Achondroplasia (ACH) is the most common form of genetic dwarfism in humans, with over 250,000 afflicted individuals worldwide [8,9]. Cardinal features of ACH include disproportionally shorter proximal skeletal segments (rhizomelia), larger head size (macrocephaly) with frontal bossing and midface hypoplasia, thoracolumbar kyphosis, and lumbar lordosis [10]. ACH is associated with increased mortality in early childhood and greater risk of obesity in adults [11,12]. The condition arises from a gain-of-function mutation in fibroblast growth factor receptor 3 (FGFR3), a receptor tyrosine kinase that among other functions regulates endochondral bone growth through multiple downstream intracellular signaling pathways, including signal transducer and activator of transcription (STAT) and mitogen-activated protein kinase (MAPK) pathways [13,14]. The vast majority of ACH cases (>98 %) are associated with a glycine-to-arginine substitution (G380R) in the transmembrane domain of FGFR3, resulting in its stabilization at the cell membrane and a ligand-independent increase in signaling [[15], [16], [17]]. In chondrocytes, this constitutive activation impairs normal chondrogenic properties through sustained STAT and MAPK pathway signaling [18,19].

At one time there were few treatment options for ACH. In Japan, pediatric cases were treated with growth hormone, but with limited success [20]. The C-type natriuretic peptide (CNP) analog vosoritide is the first precision drug approved for the treatment of ACH in children (by once-daily subcutaneous injection) [21,22]. Vosoritide binds natriuretic peptide receptor type B and antagonizes FGFR3 signaling by inhibiting the MAPK pathway [23]. On the contrary, there are no effective, safe, and convenient therapies targeting the FGFR3–STAT axis so far.
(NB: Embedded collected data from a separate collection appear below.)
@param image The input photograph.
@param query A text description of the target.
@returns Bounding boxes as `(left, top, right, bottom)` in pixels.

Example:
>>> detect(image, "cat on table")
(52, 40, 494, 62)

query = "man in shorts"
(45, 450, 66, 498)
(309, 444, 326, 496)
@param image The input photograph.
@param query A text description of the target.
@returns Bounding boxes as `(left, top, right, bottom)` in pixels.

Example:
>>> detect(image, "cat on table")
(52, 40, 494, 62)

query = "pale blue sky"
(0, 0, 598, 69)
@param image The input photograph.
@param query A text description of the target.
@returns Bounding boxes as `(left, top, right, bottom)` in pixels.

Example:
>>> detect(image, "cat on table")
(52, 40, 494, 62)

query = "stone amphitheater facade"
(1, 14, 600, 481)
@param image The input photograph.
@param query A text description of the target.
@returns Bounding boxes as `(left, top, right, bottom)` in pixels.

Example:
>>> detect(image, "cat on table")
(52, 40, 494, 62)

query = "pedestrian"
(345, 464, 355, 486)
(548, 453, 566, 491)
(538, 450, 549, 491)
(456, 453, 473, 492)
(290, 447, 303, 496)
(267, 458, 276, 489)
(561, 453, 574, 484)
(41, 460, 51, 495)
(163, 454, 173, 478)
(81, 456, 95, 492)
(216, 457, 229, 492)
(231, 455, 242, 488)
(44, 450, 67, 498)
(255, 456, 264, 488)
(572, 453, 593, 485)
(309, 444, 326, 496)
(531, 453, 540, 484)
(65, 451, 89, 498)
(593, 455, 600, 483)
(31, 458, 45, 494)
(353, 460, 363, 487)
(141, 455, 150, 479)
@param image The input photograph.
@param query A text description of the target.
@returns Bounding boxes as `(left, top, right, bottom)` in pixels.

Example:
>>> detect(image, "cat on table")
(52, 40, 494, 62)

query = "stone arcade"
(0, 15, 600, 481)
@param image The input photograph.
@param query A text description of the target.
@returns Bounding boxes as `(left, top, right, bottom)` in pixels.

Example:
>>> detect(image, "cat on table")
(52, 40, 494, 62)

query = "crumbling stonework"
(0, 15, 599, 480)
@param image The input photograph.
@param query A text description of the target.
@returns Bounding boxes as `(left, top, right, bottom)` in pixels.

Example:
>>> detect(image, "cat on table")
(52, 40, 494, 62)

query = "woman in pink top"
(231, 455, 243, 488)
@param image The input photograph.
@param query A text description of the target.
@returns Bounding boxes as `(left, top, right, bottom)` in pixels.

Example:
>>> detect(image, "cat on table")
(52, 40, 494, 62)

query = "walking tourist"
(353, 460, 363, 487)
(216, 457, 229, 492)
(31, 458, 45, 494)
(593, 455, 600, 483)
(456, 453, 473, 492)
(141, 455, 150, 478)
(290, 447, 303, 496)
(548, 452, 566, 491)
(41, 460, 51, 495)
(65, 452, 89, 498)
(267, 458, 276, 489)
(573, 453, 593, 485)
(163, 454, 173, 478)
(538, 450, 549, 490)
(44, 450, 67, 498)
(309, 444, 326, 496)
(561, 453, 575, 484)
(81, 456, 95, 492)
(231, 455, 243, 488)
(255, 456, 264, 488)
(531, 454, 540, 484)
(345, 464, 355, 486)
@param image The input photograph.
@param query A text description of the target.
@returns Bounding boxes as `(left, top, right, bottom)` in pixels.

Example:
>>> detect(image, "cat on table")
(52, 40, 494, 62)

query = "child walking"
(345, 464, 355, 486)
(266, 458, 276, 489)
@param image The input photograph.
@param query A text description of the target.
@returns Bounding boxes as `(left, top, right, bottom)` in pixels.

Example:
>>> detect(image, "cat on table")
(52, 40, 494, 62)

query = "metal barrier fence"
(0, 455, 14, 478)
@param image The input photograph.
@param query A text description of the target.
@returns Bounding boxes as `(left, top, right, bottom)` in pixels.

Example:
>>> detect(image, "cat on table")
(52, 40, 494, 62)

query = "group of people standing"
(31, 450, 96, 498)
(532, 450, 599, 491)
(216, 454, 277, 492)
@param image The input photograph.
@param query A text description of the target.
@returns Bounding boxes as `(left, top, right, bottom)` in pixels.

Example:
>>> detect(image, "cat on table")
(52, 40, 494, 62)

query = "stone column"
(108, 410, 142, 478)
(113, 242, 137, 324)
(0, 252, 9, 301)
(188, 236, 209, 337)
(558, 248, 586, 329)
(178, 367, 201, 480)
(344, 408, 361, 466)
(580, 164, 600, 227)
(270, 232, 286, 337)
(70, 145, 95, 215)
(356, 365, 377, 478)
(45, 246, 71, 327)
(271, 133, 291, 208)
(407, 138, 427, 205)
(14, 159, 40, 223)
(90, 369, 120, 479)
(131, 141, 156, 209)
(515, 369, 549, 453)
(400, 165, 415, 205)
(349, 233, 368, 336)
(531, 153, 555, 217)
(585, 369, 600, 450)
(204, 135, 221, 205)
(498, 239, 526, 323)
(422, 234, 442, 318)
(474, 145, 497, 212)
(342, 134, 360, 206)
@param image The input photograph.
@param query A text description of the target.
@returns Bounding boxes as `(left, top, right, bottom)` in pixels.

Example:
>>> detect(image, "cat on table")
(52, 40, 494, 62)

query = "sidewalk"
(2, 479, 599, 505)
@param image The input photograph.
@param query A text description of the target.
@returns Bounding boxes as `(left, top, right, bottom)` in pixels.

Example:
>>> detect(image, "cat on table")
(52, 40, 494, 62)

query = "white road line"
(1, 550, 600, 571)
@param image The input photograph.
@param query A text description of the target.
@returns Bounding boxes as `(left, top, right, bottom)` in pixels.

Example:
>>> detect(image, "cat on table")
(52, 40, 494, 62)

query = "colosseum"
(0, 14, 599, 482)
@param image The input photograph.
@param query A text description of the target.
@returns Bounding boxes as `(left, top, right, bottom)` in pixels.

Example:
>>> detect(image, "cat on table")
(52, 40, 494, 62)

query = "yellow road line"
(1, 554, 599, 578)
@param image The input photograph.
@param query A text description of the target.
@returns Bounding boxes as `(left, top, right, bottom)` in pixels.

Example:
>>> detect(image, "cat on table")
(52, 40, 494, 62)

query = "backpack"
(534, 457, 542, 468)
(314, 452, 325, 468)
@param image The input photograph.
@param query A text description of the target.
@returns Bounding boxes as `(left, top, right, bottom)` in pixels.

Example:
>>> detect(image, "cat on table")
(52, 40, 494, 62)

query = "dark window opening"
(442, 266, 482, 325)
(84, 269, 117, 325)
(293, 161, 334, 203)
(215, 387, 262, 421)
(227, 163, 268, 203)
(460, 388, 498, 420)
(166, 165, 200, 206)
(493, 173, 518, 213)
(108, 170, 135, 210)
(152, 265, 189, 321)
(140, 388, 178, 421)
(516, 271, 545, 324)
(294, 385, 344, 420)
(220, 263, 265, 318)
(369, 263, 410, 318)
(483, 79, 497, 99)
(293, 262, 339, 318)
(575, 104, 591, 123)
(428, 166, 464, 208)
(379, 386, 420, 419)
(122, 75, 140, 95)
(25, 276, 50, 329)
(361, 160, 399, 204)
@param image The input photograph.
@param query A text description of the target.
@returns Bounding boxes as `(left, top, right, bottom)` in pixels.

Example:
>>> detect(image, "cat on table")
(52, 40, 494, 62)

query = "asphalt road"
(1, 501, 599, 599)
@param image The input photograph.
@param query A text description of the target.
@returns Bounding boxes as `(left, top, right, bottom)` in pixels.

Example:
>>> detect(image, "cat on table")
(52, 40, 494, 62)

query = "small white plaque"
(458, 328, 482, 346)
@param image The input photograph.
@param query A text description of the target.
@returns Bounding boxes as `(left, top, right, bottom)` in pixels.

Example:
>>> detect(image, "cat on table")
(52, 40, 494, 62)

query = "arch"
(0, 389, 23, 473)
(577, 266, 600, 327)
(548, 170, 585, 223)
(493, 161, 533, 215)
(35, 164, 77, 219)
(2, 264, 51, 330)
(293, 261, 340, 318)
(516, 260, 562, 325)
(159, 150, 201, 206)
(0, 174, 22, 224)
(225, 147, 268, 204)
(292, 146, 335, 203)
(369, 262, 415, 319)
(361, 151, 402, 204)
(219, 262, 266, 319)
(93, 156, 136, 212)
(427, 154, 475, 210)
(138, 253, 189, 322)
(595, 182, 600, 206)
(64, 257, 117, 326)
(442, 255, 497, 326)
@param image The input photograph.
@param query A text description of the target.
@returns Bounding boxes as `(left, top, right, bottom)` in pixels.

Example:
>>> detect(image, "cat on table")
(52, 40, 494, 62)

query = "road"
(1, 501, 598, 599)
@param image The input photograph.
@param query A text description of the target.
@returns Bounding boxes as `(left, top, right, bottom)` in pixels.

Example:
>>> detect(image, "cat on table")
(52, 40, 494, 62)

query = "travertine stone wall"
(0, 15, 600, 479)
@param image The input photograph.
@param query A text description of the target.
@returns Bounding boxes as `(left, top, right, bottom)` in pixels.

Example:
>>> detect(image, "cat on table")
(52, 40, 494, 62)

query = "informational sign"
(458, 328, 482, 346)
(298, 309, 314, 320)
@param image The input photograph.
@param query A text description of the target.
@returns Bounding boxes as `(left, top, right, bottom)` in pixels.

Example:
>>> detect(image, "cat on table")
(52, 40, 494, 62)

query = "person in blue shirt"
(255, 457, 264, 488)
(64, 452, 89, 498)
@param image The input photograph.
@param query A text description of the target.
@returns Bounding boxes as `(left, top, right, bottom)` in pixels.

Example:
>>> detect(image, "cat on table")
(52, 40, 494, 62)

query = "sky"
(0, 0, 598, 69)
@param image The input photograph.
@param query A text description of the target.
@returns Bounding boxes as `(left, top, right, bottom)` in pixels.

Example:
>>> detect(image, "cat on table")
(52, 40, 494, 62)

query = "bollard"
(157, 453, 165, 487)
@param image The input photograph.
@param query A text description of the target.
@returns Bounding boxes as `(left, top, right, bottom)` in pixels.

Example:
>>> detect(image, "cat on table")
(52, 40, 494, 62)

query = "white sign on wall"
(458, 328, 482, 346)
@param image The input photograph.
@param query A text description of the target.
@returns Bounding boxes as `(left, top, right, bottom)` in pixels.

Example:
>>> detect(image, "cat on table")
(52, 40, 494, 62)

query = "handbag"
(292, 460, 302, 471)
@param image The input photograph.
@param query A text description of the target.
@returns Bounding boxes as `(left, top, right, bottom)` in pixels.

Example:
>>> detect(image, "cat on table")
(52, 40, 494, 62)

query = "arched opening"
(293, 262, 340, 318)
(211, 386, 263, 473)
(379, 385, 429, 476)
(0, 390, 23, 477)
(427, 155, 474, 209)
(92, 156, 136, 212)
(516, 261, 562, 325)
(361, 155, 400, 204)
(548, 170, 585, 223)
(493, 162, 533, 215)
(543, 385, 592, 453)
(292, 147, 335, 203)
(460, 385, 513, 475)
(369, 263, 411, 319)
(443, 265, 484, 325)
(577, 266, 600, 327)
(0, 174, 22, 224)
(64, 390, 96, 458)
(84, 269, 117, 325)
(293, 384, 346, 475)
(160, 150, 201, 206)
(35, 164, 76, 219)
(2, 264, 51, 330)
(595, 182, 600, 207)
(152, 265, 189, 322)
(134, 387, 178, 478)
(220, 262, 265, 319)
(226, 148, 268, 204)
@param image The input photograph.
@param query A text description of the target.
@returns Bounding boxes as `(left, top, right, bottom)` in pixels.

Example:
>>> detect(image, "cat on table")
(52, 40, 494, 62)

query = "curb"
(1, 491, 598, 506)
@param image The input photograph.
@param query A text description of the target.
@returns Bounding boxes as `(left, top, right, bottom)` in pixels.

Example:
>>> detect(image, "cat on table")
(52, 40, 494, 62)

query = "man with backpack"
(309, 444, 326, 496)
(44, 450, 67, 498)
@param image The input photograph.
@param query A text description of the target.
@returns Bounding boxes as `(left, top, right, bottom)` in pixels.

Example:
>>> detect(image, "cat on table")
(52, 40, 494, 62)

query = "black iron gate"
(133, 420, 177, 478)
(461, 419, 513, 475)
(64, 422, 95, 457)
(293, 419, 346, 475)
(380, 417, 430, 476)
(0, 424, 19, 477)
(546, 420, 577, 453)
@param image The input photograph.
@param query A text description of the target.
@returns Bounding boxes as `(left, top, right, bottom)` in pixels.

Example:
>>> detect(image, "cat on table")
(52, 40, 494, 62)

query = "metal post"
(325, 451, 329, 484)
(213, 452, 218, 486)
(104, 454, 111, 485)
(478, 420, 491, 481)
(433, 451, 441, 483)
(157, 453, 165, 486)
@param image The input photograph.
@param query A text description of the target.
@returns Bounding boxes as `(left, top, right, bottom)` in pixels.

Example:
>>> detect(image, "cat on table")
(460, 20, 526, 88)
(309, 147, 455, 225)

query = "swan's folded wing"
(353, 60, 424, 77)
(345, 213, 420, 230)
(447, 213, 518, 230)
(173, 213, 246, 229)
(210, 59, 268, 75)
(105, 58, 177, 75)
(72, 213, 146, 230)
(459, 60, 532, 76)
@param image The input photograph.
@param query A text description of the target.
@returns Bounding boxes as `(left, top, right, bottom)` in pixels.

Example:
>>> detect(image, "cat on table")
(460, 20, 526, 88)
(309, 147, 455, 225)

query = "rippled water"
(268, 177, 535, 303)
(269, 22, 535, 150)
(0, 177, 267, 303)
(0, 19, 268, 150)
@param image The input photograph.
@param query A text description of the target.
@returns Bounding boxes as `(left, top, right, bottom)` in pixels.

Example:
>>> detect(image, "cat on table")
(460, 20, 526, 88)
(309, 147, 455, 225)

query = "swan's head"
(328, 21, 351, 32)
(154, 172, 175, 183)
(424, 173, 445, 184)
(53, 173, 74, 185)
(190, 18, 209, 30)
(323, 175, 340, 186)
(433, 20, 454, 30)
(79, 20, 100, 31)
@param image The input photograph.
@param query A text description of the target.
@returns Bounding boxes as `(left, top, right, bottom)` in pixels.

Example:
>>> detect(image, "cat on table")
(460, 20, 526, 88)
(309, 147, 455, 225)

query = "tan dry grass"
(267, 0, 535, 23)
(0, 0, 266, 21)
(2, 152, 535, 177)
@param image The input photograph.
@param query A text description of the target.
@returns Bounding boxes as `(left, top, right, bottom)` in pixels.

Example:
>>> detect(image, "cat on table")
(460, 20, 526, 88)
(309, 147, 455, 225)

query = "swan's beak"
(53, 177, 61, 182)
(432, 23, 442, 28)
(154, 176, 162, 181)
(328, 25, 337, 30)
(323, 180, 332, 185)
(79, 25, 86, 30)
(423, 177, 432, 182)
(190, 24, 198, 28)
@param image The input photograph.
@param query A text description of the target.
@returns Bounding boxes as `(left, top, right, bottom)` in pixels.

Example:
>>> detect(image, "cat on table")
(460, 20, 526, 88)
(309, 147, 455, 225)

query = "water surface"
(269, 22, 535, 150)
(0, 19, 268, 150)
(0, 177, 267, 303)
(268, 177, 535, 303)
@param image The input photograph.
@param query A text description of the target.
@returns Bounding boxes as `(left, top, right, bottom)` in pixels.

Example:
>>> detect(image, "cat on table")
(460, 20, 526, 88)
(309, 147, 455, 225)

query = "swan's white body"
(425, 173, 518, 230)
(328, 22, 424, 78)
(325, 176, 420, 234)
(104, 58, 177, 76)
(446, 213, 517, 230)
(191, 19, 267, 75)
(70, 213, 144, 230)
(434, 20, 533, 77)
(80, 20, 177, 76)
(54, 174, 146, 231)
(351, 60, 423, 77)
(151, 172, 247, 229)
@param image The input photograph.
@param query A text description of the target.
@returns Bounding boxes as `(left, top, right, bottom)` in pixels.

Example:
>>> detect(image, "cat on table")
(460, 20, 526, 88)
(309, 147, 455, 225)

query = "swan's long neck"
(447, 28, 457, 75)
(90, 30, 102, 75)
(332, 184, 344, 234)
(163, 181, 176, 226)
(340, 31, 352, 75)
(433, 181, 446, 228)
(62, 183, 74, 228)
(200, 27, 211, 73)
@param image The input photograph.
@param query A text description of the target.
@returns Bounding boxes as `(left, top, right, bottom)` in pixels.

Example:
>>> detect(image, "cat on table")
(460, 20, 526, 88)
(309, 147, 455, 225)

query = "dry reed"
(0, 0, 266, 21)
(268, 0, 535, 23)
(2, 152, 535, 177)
Further, the development of novel drugs that can be administered orally would reduce the burden on pediatric patients. Thus, in this study, we investigated the potential efficacy of KY-065 for reversing the effects of the Fgfr3^G380R mutation on chondrocyte differentiation in vitro and on skeletal abnormalities in the Fgfr3^G380R mouse model of ACH.

citation

Sadamori K, Kubo T, Yoshida T, Yamamoto M, Shibata Y, Fukasawa K, Tokumura K, Horie T, Kadota T, Yamakawa R, Hojo H, Tanaka N, Kitao T, Shirahase H, Hinoi E. CDK8 inhibitor KY-065 rescues skeletal abnormalities in achondroplasia model mice. Biochim Biophys Acta Mol Basis Dis. 2024 Dec 12:167626. doi: 10.1016/j.bbadis.2024.167626. Epub ahead of print. PMID: 39674288.